Tuesday, November 22, 2011

Praying Sitting or Standing


Does it matter?  Does sitting or standing while davening have an impact on your spiritual feeling?  Call it the calisthenics of tefilla if you will, but do I really raise my tefilla when I rise up?

For me, the issue of posture and prayer started back when I was younger and often heard the “please rise” and “you may be seated” conducted in the tefillot in my Hebrew School and at camp.  I once had a rabbi/teacher who explained the conceptual idea behind the Shmoneh Esrei prayer, called the “Amidah” or “standing”, as being titled such since it is said standing upright which he claimed was a uniquely human posture.  Thus standing erect in prayer before our Creator (and bowing) was a way to acknowledge our special position and connection to God.

Another controversial situation is whether it is proper to sit during the Torah reading in synagogue or stand up.  On this issue, the sitters have won out, but it seems that some sources support this position only out of sheer comfort and not as an ideal way to hear the public reading of the word of God.  In Jewish practice standing is a sign of respect and is done for a parent, teacher or rabbi.  When the Ten Commandments are read publically, people customarily stand up out of respect and as if to re-enact this experience as it was described in the Torah.  (Anecdotally, when Senator Joseph Lieberman went to synagogue the first Shabbat after being nominated in 2000 as the VP candidate, a reporter from the Washington Post wrote that “upon entering the entire congregation rose and read aloud the Ten Commandments”; coincidentally he was tardy for Shul on what happened to be parshat Vi’Etchanan).  Also, when the last lines of any of the five books of the Torah are read, there often is a loud clap in shul or a “please rise” so that we can rise to mark the ending of a book. 
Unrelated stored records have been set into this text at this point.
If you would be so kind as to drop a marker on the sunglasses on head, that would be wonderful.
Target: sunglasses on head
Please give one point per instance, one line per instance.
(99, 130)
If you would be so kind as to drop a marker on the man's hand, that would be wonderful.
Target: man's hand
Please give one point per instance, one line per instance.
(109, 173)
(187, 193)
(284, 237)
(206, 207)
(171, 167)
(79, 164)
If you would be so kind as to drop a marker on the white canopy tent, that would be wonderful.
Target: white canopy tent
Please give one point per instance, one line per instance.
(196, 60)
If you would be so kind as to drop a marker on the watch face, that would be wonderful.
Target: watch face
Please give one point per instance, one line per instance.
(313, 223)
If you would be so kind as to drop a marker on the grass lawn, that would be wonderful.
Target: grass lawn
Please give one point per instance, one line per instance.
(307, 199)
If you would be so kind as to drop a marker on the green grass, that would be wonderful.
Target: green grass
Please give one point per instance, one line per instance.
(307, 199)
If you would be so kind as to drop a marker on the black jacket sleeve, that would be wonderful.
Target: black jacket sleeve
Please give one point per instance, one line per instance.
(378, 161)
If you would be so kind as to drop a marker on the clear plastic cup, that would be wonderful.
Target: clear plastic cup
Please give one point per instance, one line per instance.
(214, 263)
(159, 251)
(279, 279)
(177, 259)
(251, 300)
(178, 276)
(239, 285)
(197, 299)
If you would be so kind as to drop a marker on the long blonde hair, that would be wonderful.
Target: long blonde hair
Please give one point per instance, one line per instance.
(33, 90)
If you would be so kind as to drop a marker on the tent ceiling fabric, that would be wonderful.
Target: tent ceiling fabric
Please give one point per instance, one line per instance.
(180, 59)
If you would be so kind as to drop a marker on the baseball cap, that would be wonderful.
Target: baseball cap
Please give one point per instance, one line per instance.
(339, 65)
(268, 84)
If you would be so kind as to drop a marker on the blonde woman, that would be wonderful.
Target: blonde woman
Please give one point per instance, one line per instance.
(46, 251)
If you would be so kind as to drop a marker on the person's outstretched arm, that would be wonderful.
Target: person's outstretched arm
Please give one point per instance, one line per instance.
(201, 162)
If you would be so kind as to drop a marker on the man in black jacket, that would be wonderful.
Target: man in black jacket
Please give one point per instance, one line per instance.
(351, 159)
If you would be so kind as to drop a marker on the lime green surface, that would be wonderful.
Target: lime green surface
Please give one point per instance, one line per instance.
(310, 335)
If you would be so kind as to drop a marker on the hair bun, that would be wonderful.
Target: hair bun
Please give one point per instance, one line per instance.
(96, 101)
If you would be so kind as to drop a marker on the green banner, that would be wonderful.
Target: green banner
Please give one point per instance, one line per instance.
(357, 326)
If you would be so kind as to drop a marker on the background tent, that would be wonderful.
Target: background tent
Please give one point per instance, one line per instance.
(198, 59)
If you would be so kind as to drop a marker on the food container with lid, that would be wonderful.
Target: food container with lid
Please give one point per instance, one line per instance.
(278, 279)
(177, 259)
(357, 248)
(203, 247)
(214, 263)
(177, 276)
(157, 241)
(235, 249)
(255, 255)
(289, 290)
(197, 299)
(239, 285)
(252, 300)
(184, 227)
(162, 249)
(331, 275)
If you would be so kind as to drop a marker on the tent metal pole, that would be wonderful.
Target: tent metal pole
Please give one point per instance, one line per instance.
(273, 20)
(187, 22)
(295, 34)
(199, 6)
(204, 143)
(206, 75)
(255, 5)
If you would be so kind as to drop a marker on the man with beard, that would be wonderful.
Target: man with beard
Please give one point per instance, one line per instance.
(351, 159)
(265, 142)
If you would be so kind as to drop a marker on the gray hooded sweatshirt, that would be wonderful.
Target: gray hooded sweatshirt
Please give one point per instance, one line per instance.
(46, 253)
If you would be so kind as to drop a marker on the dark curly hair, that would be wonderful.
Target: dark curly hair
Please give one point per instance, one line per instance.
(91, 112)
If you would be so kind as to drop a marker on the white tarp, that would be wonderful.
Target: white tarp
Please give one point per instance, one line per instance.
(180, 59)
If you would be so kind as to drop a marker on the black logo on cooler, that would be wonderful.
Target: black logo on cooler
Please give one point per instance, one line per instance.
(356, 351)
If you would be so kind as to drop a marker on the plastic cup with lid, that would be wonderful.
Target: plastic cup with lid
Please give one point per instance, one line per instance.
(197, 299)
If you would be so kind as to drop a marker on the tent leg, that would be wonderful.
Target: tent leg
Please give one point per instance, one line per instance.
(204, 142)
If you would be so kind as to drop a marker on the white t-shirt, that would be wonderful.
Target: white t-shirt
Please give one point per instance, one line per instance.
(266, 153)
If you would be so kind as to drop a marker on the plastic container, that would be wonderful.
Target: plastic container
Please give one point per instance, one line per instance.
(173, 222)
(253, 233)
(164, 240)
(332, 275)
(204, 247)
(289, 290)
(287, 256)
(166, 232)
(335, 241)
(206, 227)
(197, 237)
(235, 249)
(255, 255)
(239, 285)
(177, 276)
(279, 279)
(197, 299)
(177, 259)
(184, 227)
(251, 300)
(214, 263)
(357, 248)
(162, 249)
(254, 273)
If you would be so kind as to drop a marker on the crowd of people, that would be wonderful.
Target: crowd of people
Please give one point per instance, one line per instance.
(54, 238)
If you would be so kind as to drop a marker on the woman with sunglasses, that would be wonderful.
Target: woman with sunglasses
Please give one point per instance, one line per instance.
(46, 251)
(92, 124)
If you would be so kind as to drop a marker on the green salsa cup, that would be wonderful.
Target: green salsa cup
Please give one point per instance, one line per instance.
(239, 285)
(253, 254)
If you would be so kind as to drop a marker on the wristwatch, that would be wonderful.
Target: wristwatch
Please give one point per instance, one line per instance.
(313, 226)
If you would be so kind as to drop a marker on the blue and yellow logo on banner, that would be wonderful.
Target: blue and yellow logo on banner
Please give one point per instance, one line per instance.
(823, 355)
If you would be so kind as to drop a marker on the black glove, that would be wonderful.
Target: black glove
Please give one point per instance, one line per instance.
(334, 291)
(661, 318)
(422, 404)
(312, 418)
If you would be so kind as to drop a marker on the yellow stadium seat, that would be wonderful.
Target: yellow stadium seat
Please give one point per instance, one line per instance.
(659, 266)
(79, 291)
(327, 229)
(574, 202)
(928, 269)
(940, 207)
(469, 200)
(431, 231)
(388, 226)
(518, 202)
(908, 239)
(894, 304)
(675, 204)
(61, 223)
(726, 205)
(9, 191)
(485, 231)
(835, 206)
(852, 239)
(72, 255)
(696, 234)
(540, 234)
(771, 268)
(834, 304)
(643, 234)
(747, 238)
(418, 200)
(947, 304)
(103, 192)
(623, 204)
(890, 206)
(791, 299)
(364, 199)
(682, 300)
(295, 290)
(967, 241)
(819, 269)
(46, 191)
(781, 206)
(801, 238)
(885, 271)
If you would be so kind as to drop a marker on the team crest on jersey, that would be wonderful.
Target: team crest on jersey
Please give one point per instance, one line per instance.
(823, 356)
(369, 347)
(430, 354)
One argument that I hear from some educators is that standing keeps kids from falling asleep.  So goes the theory that slouching is a habit of the lazy and lazy, unfocused people cannot find spiritual transcendence.  Now I have many friends that can sleep anywhere – and it is important not to confuse the bliss and harmony of sleeping with a true spiritual experience.  (It is also noteworthy that one can sleep while standing – indeed this is a habit that the IDF imparts into many an Israeli youth).  But is it a more spiritual posture? Recently when I was on an airplane and couldn’t rise to pray - mainly for safety reasons and courtesy to the others that would have been blocked from moving about in the cabin, I davened in my seat, with a slight recline.  It was a different experience but not a bad one.  I think it was just not what I was normally accustomed to.

Somehow, I think there is a power in having a proper posture in prayer. What do you think?

1 comment:

  1. Your post was very thoughtful, although I have not entertained any thought of changing my prayer practice, since I was a child--then I davened regularly at shul where it was the practice to rise during the recitation of the Shema.
    I am always surprised when I conduct my Hebrew High minyan in davening that the standing for certain tefilot is so personally ingrained in my practice it does not occur to me, to question or change it (though I have adapted other aspects of prayer due various considerations).
    I think I would like to discuss this idea of standing or sitting with my minyan.
    Thank you for raising the issue (no pun intended).